Marvellous romances of his former life are concocted—what numerous mistresses he has had, what bloody duels, what desperate gamblings, what sinister appearances and disappearances he has indulged in! How sardonic his black eyes, his full lips, his pallor! Is it possible that he is the Comte Saint-Germain, Cagliostro, or even the Wandering Jew? In reality Emile de la Roncière is a poor devil of a lieutenant who has behaved like all his comrades, who has quarrelled with his father about outrunning his allowance, who has the usual little sweetheart, who is very clever with his hands and likes to draw, to embroider and to make bedroom slippers. He swears, "with tears," that he has hardly noticed Marie de Morell, and that the letters seem to him "those of a lunatic."
All useless; he is found guilty, with extenuating circumstances. This last absurdity means that the jury are not quite sure of themselves—there might have been some truth in what those experts said, after all!
Lieutenant de la Roncière gets ten years for attracting the immature passion of an hysterical girl, and Marie de Morell's problems are solved by a husband and a large family. She is, however, all her life under treatment for hysteria.
Then an English lawyer, Lord Abinger (Sir James Scarlett), a German doctor, Mathieu, come forward; the distracted father works frantically for his son, public opinion hesitates, veers, one learns a little more about the complications of hysteria. The case is "reconsidered," and after several years of prison the unhappy La Roncière is released, restored to his military rank, given a high colonial post, decorated.
The two old fathers, heart-broken, retire and die in seclusion, each bitterly struck in his pride, his honour, his affection, his dignity.

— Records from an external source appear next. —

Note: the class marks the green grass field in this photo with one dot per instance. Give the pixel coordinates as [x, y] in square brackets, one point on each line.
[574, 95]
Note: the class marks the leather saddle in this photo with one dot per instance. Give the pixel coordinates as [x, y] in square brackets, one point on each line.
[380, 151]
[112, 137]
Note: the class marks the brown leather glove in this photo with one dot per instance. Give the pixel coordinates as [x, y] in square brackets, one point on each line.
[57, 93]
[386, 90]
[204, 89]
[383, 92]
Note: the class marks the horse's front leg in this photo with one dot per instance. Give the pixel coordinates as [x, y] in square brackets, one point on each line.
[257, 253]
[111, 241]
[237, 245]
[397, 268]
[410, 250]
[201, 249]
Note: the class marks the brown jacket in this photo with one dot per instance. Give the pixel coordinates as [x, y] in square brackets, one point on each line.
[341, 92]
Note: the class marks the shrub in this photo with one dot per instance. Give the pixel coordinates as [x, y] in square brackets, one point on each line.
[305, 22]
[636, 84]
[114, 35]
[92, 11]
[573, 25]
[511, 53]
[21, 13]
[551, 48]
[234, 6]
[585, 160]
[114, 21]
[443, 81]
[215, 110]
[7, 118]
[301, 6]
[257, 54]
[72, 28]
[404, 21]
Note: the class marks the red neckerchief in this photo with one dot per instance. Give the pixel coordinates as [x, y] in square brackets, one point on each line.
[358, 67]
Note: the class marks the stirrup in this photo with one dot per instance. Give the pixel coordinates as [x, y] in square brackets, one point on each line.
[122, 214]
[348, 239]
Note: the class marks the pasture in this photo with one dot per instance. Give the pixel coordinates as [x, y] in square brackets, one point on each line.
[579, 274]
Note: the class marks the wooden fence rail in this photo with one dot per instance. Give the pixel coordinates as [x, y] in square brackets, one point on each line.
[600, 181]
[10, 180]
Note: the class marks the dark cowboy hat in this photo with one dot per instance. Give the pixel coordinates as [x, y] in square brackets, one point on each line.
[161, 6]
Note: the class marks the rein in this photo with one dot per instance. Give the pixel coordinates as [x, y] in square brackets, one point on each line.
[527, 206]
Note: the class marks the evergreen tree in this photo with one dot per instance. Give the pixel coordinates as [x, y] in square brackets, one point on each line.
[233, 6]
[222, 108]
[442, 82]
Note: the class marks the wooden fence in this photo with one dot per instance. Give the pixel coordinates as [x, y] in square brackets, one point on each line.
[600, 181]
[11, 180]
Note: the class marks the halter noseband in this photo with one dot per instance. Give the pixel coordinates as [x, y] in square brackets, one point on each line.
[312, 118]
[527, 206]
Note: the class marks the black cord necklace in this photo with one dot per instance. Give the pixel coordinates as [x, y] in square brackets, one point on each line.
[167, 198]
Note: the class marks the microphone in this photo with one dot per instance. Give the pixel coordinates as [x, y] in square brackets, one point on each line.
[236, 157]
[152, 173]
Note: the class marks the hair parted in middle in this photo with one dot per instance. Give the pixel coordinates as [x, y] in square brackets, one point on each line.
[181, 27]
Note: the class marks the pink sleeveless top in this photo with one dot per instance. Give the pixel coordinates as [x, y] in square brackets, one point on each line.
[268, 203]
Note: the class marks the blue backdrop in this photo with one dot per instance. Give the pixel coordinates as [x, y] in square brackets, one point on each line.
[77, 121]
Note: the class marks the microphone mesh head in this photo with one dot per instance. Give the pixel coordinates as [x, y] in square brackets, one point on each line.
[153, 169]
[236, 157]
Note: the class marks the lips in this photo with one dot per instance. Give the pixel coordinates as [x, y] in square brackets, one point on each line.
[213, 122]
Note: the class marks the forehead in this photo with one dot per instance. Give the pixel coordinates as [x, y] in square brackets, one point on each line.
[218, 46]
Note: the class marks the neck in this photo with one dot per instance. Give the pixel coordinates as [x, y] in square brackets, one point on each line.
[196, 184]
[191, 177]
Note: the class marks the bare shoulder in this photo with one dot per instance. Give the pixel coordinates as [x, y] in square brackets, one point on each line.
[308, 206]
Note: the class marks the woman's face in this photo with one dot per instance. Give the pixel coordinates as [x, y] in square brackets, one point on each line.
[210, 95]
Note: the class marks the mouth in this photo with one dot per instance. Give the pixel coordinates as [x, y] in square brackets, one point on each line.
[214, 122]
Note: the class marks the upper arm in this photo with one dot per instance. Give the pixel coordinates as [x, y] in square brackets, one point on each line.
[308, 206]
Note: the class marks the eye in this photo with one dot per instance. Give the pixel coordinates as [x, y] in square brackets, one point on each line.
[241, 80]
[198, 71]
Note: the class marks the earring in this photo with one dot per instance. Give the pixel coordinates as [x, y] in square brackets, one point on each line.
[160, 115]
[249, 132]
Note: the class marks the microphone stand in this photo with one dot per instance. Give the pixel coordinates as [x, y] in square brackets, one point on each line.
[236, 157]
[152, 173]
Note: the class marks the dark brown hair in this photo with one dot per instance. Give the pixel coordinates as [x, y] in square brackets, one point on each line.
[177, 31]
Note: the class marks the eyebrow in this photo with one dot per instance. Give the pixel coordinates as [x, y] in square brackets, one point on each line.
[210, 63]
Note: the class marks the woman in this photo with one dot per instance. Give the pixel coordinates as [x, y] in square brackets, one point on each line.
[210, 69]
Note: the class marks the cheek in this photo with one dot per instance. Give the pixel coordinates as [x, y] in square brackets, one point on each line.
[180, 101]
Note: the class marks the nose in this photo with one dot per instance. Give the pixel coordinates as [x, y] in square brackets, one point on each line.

Protected by money, rank, sentiment, influential relatives and friends, in particular by Maréchal Soult, Marie de Morell escapes even censure; no one ventures to suggest that, if this dangerous woman is responsible for her actions, she should be tried for perjury, that if irresponsible, she should be kept under medical care.
She has done her utmost to send an innocent man to the guillotine, and if there is anything "Satanic" in the case it is her cold cruelty, so often the accompaniment of abnormal erotic sensibility.